AI is about to change the world of work. As an expert in Performance Management and Change Management, I’m fascinated by the possibilities of AI:
– opportunities arising from incorporating AI into performance management
– the risks and how we can mitigate them
𝐎𝐩𝐩𝐨𝐫𝐭𝐮𝐧𝐢𝐭𝐢𝐞𝐬 from incorporating AI into performance management:
1. AI can sift through heaps of information to collate performance trends incredibly quickly, dramatically reducing the administrative workload for managers and HR. AI can be trained to rapidly gather a holistic, summarised picture of an individual’s performance:
o their achievement against goals, objectives, metrics, OKRs and KPIs
o the feedback received from peers, direct reports, clients and bosses
o the comments written about them in check-ins and formal reviews
2. AI can then create an objective*, unbiased report based on a trawl of all this information. AI’s dispassionate lens could prove very helpful in alleviating a manager’s unconscious bias [*important caveat re. the ‘objectivity’ of AI below]
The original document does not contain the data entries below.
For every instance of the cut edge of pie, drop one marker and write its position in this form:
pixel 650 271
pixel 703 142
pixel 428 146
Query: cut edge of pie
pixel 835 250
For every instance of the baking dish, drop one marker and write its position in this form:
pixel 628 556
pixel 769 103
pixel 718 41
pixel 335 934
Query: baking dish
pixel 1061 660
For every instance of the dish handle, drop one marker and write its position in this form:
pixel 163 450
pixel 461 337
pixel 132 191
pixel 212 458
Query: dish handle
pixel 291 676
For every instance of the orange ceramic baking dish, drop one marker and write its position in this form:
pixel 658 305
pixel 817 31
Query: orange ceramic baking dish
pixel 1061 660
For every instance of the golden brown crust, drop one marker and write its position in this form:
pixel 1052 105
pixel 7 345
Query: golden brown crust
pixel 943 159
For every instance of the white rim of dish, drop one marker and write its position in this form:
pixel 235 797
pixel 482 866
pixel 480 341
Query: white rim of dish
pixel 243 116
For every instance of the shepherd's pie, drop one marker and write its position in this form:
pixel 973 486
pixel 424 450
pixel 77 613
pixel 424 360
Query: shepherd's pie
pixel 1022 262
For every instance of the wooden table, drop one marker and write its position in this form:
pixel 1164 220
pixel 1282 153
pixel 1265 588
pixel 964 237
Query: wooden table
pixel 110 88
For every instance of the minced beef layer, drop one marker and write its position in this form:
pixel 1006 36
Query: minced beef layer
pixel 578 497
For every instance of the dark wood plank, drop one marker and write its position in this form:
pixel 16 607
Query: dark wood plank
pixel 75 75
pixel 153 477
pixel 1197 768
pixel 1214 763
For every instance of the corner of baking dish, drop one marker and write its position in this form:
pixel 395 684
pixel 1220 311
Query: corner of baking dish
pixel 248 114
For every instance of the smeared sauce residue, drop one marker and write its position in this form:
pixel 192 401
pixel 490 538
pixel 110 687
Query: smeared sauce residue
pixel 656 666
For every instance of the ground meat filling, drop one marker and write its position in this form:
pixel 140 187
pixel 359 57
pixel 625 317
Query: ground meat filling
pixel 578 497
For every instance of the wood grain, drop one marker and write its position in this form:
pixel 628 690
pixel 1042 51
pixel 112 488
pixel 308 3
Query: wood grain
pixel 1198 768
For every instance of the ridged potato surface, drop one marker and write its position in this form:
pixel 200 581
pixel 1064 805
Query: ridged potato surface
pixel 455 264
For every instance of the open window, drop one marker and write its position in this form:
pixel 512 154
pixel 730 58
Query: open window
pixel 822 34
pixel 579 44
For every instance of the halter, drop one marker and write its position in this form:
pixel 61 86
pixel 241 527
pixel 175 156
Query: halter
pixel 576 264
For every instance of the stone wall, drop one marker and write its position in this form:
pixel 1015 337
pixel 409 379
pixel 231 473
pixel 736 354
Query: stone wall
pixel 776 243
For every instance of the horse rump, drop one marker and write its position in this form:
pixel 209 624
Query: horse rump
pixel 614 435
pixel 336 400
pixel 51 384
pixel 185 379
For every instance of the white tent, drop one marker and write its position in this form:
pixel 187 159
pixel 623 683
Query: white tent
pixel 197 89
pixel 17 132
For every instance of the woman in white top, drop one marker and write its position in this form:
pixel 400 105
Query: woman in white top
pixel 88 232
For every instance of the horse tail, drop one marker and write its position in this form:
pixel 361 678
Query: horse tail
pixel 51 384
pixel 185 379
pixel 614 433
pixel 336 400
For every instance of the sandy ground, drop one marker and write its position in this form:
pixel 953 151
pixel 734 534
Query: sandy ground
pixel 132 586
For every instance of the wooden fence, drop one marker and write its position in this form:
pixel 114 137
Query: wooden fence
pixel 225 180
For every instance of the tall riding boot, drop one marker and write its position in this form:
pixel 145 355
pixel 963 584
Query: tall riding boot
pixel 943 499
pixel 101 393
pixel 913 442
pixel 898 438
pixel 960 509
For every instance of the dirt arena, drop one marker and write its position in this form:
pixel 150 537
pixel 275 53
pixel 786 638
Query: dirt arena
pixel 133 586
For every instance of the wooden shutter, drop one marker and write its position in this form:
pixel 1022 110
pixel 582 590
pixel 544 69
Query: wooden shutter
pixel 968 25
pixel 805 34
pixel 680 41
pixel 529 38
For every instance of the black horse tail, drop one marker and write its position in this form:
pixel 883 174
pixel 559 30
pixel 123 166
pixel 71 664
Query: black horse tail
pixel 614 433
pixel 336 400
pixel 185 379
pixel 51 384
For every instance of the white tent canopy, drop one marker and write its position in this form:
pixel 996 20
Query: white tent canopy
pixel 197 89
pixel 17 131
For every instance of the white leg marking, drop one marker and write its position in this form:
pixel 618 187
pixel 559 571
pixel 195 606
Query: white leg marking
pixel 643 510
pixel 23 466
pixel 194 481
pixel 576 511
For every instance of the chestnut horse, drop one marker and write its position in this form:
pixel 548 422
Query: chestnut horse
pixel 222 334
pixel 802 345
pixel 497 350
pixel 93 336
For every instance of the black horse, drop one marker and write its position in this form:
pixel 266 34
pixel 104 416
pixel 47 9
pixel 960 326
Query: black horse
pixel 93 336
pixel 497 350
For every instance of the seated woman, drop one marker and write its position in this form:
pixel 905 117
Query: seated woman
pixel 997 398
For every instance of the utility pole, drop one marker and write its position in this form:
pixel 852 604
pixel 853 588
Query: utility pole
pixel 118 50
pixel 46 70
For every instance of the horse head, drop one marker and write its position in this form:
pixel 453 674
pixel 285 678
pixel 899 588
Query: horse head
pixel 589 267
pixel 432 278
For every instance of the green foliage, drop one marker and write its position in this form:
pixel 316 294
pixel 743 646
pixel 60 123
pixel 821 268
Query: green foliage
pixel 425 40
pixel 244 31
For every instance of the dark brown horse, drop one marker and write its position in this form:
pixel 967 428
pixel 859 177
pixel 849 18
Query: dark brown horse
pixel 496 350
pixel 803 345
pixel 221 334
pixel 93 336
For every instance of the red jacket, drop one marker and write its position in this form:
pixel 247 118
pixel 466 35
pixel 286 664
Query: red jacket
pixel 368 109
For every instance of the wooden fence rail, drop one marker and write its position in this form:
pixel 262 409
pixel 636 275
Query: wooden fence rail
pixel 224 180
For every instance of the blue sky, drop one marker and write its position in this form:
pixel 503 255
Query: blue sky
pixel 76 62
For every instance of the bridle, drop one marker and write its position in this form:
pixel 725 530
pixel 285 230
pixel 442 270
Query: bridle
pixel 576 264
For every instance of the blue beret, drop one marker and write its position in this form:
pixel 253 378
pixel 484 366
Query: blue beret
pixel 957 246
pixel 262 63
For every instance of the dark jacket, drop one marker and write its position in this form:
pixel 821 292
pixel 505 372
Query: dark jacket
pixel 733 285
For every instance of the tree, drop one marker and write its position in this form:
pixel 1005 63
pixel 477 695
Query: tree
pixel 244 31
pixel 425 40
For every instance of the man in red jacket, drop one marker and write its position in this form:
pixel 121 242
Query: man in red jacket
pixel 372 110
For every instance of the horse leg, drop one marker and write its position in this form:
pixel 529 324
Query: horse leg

3. AI could increase an employee’s self-awareness by enabling them to understand their own performance and giving them comparative data in relation to peers. If an employee is able to digest this information in private before attending a performance review discussion it might allow them to be more attentive to their manager’s feedback, avoiding the ‘fight or flight’ tendency people tend to have in appraisals
𝐑𝐢𝐬𝐤𝐬 from using AI in performance management:
1. *Perhaps the biggest risk and misunderstanding is to believe that AI is fool-proof and ‘objective’ simply because it’s not human. It is important to understand that humans built the AI model, with all their foibles and biases. The AI model will simply emphasize and de-emphasize what it’s been taught to look for. No output is entirely ‘pure’; AI can be known to ‘riff on a theme’ and skew the importance or relevance of a particular subject
2. AI cannot solve the issue of ‘rubbish in, rubbish out’. Poor quality or minimal information for AI to draw from means any summary report will be equally poor quality
3. There is a risk that inept managers will take the AI-created initial summary of performance as the ‘gospel truth’ and finished product. Managers must understand that whilst AI can give them a straw model, it is 𝒕𝒉𝒆𝒊𝒓 job to critique, correct and humanize it ready for human consumption
To mitigate these risks, comprehensive education and training programs will be vital to increase the understanding of AI and its impact to open people’s eyes wide open to both its opportunities and threats. Change management is also critical to help people adapt to, and influence, these exciting new technologies.